Of course, all of this change has not happened in a vacuum. Similar industries have continued to experience a wealth of development in the wake of the 1990s technological boom. New graphics cards, upgraded consoles and the advent of virtual reality have helped to push the limits of the technology fueling the gaming industry.
Not to mention, the transition of video games from being just a fun pastime to being a skill or even an art in the public perception has opened new doors for exploration. The cultural shift has allowed game designers and storytellers to have confidence in the reception of their games and create more than simple entertainment.
Namely, narrative-driven games have rightfully entered the ranks of the more traditional literature and cinema. Writing for a book is very different than writing for the screen. In the same way, writing for an interactive medium presents entirely new challenges and goals.
Given that game design is both an artistic and technical field, narrative designers bridge the gap between the writing and gameplay. While there have always been writers, “narrative designer” is a contemporary term that better encapsulates the work that these designers have contributed to their games. A narrative designer not only writes dialogue and lore, but also focuses on blending the gameplay experience of the player with whatever story the game is meant to convey.
Looking at the highly praised God of War, we can see that there were a number of people on the development team that contributed exclusively to the narrative. Of those, some are described as writers while others are described as narrative designers.
However, the use of the term is still highly dependent on the company. For instance, Red Dead Redemption 2 is known for its story, but it has no one listed in the credits as a narrative designer.

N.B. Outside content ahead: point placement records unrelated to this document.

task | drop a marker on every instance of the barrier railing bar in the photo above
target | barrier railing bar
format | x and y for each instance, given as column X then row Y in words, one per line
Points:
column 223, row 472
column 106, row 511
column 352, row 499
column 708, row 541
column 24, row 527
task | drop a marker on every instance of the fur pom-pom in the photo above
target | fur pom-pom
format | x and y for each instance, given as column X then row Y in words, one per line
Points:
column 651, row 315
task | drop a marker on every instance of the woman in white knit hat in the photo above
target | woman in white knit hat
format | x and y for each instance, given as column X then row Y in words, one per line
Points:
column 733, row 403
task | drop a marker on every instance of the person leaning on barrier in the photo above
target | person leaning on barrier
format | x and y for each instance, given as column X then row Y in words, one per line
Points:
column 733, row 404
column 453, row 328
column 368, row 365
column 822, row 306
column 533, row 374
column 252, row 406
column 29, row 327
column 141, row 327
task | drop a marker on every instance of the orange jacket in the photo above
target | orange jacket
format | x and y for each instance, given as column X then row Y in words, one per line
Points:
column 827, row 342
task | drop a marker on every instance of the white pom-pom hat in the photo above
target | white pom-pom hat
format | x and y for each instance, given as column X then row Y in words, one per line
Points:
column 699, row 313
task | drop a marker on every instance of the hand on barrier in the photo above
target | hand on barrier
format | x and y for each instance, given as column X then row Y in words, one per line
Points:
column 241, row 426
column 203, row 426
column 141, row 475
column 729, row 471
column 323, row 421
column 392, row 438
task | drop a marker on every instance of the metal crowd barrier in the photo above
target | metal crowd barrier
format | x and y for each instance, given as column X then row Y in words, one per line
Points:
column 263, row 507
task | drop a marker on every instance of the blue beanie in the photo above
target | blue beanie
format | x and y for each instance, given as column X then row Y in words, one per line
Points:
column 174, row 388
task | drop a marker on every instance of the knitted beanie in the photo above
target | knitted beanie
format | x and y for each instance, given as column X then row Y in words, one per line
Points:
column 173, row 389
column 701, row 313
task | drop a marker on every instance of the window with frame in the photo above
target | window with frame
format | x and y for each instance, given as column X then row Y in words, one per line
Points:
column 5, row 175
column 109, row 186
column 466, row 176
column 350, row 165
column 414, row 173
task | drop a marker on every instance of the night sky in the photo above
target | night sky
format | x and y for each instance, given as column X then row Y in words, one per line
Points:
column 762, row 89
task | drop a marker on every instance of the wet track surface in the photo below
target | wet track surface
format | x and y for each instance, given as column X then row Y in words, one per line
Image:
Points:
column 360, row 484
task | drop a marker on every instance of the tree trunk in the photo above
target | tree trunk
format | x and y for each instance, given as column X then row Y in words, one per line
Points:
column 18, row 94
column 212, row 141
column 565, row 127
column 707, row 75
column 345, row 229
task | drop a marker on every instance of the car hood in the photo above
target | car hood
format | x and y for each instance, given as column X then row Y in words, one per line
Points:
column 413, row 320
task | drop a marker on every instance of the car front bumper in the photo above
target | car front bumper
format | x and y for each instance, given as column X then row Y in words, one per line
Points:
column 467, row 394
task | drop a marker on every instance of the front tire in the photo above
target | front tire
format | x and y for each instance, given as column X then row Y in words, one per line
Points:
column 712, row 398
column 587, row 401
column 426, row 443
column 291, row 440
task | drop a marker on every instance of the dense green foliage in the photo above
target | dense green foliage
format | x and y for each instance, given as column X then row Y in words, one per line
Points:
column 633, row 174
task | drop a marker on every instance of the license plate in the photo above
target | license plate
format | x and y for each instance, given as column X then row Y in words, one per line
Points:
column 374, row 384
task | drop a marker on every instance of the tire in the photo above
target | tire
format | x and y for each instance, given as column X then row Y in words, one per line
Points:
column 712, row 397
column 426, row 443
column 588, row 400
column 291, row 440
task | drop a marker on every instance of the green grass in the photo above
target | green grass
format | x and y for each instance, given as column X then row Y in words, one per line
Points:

In some contexts, a writer and a narrative designer can serve two different roles, though in others the two might be interchangeable. According to Stephen E. Dinehart IV, one of the originators of the term in game design, unlike game writers, “Narrative Designers are a new breed of hybrid talent for [the] interactive entertainment industry, specifically the AAA-games sector.”
Regardless of its muddy definition, narrative design is definitely on the rise. As consumers, this means that we have the opportunity to experience a wide and ever growing array of stories and characters. It inspires us as developers to always search for inspiration and strive towards greatness.